Many scientists study multiple strains of an organism, says [The Institute for Genomic Research] TIGR President Claire Fraser. But at TIGR, we’re now going a step further, to actually quantify how many genes are associated with a given species. How many genomes do you need to fully describe a bacterial species?
In pursuit of that question, TIGR scientist Herve Tettelin and colleagues published a study in this week’s (September 19-23) early online edition of the Proceedings of the National Academy of Sciences (PNAS). In the study, TIGR scientists, with collaborators at Chiron Corporation, Harvard Medical School and Seattle Children’s Hospital, compared the genomic sequence of eight isolates of the same bacterial species: Streptococcus agalactiae , also known as Group B Strep (GBS), which can cause infection in newborns and immuno-compromised individuals.
Analyzing the eight GBS genomes, the researchers discovered a surprisingly continual stream of diversity. Each GBS strain contained an average of 1806 genes present in every strain (thus constituting the GBS core genome) plus 439 genes absent in one or more strains. Moreover, mathematical modeling showed that unique genes will continue to emerge, even after thousands of genomes are sequenced. The GBS pan-genome is expected to grow by an average of 33 new genes every time a new strain is sequenced.

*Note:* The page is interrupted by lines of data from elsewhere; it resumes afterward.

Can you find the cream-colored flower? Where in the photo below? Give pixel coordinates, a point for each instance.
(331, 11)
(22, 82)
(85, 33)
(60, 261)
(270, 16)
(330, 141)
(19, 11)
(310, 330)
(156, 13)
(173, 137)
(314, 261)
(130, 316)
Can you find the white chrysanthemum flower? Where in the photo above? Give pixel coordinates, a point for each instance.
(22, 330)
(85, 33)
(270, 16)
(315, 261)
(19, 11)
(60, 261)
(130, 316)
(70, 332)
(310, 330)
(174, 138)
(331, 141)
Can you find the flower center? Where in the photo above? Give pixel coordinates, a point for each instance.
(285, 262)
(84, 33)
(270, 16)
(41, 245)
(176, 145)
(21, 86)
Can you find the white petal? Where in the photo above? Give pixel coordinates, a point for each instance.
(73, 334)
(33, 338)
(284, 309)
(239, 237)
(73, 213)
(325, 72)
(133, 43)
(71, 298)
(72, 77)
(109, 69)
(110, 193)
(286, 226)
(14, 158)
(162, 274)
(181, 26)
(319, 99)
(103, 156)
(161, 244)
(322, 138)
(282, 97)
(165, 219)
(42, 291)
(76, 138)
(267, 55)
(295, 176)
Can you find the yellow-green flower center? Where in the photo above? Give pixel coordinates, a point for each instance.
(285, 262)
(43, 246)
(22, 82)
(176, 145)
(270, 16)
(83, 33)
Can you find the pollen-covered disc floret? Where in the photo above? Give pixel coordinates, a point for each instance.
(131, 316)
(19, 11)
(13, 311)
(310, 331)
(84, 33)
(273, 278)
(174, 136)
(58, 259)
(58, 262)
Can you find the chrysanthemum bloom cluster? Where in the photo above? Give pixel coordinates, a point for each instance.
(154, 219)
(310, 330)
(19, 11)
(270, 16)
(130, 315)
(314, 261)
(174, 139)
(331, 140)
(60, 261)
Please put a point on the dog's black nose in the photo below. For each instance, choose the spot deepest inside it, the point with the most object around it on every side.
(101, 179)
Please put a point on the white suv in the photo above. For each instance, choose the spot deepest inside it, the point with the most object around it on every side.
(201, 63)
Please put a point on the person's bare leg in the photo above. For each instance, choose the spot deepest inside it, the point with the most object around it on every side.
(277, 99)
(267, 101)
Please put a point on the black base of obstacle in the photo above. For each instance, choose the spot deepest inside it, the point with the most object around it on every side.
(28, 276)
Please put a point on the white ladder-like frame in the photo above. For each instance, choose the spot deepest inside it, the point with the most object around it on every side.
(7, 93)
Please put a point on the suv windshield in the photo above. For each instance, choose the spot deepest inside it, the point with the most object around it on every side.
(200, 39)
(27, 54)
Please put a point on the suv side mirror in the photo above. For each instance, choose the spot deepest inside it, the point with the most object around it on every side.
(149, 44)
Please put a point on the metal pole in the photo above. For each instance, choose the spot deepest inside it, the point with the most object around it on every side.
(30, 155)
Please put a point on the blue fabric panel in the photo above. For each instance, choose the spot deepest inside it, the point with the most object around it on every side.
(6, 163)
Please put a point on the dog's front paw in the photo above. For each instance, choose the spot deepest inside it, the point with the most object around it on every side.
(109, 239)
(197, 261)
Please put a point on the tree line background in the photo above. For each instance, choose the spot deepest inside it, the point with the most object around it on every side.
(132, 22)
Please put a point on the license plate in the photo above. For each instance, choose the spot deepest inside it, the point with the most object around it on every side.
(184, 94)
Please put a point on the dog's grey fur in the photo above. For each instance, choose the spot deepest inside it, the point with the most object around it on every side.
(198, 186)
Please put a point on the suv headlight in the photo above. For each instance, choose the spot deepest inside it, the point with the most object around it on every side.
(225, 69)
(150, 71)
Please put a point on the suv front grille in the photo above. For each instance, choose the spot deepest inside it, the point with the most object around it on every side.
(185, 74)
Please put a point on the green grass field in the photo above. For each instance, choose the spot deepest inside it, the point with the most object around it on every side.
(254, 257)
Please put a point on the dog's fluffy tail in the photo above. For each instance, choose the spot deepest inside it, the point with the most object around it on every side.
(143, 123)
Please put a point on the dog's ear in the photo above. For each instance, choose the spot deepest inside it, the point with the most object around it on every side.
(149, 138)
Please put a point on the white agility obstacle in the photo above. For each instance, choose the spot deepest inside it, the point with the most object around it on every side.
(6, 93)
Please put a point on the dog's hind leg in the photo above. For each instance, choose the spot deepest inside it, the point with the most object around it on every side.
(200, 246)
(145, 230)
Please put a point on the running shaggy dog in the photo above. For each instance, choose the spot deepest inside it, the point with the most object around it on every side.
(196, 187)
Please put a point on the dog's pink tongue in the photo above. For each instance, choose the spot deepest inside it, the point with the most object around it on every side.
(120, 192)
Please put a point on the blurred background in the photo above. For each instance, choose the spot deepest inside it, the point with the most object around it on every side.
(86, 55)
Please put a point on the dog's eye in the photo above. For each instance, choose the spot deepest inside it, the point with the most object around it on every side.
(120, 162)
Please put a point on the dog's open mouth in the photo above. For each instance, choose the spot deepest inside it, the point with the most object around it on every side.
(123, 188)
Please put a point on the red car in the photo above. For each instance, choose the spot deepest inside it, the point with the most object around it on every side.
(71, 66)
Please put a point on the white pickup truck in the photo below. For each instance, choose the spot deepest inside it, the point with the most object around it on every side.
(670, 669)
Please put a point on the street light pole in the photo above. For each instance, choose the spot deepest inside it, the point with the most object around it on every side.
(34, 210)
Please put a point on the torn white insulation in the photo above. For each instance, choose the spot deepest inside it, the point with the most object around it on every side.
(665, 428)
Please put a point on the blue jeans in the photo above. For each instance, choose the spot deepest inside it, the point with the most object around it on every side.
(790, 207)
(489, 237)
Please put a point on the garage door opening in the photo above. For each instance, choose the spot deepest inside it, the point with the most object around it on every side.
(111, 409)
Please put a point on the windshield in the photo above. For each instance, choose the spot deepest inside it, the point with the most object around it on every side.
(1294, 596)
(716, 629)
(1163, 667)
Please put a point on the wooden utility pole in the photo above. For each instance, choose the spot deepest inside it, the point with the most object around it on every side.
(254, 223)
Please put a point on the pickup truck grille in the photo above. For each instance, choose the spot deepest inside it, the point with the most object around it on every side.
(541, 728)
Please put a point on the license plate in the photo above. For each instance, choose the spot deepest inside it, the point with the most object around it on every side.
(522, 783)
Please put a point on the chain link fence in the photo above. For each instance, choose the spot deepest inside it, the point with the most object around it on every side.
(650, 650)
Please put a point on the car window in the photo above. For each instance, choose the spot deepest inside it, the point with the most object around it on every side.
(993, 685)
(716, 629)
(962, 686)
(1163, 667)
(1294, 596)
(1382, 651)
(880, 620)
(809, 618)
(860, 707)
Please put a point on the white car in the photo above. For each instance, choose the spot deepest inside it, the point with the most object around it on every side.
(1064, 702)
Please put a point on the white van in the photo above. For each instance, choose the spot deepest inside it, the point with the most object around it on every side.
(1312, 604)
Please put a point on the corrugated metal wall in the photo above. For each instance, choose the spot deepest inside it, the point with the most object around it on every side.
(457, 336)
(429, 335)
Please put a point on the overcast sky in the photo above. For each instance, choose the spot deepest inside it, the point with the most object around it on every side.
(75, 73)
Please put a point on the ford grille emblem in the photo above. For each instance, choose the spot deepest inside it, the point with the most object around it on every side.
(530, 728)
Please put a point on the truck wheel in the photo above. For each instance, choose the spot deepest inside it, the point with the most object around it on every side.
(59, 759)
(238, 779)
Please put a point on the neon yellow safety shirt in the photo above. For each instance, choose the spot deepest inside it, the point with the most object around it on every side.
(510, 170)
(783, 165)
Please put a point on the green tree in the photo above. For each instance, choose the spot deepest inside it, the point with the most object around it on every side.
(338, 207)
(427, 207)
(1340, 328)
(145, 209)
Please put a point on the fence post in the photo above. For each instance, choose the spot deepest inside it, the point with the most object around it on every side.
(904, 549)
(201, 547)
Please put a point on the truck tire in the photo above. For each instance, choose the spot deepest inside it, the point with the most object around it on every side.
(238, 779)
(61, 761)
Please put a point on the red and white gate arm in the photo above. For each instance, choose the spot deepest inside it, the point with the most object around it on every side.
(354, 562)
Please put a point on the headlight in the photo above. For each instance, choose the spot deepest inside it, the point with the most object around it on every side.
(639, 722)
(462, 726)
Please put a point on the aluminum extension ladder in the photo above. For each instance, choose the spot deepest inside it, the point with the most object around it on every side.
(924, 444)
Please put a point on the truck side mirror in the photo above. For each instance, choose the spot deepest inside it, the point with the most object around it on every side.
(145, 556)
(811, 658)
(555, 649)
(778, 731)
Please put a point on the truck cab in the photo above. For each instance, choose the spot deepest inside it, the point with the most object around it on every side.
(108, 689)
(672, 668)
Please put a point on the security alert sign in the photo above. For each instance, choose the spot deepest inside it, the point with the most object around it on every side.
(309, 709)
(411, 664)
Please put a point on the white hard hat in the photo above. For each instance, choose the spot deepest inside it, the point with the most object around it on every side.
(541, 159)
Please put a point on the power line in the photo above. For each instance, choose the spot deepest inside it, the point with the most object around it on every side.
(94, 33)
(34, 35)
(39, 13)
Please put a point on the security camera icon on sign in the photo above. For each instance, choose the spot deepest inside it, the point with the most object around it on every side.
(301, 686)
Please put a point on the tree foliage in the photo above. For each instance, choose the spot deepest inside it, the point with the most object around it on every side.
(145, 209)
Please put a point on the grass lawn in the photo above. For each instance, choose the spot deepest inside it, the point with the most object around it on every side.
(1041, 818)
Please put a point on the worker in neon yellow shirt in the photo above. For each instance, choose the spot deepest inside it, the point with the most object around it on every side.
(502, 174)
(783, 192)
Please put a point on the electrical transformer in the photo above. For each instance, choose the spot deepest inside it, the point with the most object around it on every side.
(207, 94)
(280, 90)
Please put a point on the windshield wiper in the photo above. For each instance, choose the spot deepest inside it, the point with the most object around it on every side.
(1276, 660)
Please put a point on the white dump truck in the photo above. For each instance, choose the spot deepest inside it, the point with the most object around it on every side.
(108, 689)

Yes, John. Another really esoteric science post. But, it’s fascinating stuff. We can’t let Ray Kurzweil have all the fun.
The pan-genome is more than mere syntax. The concept has real implications for molecular biology. Many important pathogens–including those responsible for influenza, Chlamydia, and gastrointestinal infections, all under study at TIGRcontain multiple strains with specific genomes. By bringing a pan-genome perspective to the study of these organisms, scientists may better learn how new pathogens emerge and better target therapies to specific conditions. One approach is to spotlight a species’s core genome. On the flip side, scientists may eliminate a core genome, hunting instead for fringe genes that explain a specific strain’s unique activity.
TIGR researchers say the pan-genome concept also underscores the limits of traditional known genomes. Researchers often refer to a type genome to describe a given species. That singular, representative genome is often simply the strain easiest to acquire from nature or grow in the lab. Yet scientists worldwide routinely tap these known genomes in public databases to hunt for drug targets, explain ecological niches, and chart evolution. How well do these microbial genomes reflect reality?
As comparative genomics itself evolves, Fraser expects TIGR to increasingly focus on pan-genomes. Many questions remain. Although some microbial species, such as GBS, have infinite pan-genomes, for instance, others are more limited. Comparing eight independent isolates of Bacillus anthracis (the bacterium that causes anthrax), for instance, Tettelin and colleagues found that just four genomes were sufficient to characterize its pan-genome. That raises interesting questions about rates of evolution, notes Fraser. We’re intrigued to learn more about the diversity within a given species, and how it happens, she says.
My neck of the woods does have a small crowd of mathematicians and geneticists. I presume they’re discussing the heck out of this, right now.
The pan-genome idea is pretty cool, but I have to object to the 3 main points in this post that are contradictory or misleading:
1) Moreover, mathematical modeling showed that unique genes will continue to emerge, even after thousands of genomes are sequenced. The GBS pan-genome is expected to grow by an average of 33 new genes every time a new strain is sequenced.
All this is saying is that bacteria mutate A LOT, and that as more and more strains are sequenced, more and more of those mutations will be discovered.
Given that there is a new Flu virus, and hence vaccine, every year, we knew this already. (Bacteria are even worse, hence no cure for the common cold.)
2) Researchers Predict Infinite Genomes
No they don’t. It’s clear than any individual genome is finite in length, and even the pan-gemone is finite in length at any given time. All they say is that the _pan-genome_ will continue to grow as the bacteria mutates. It’s never going to be infinite.
3) How many genomes do you need to fully describe a bacterial species?
This question is really misleading. I thought they were referring to all the junk genes that we know are in any particular genome, and they were going to start knocking these out until you get a genome that has the minimum number of genes necessary to still behave like the original species does.
The minimal set of genes that currently exist in nature for a particular species may be much larger than the minimum number of genes needed to define that species.
Anyway, it’s still a cool article and soothes some of my guilt at not reading my Scientific American.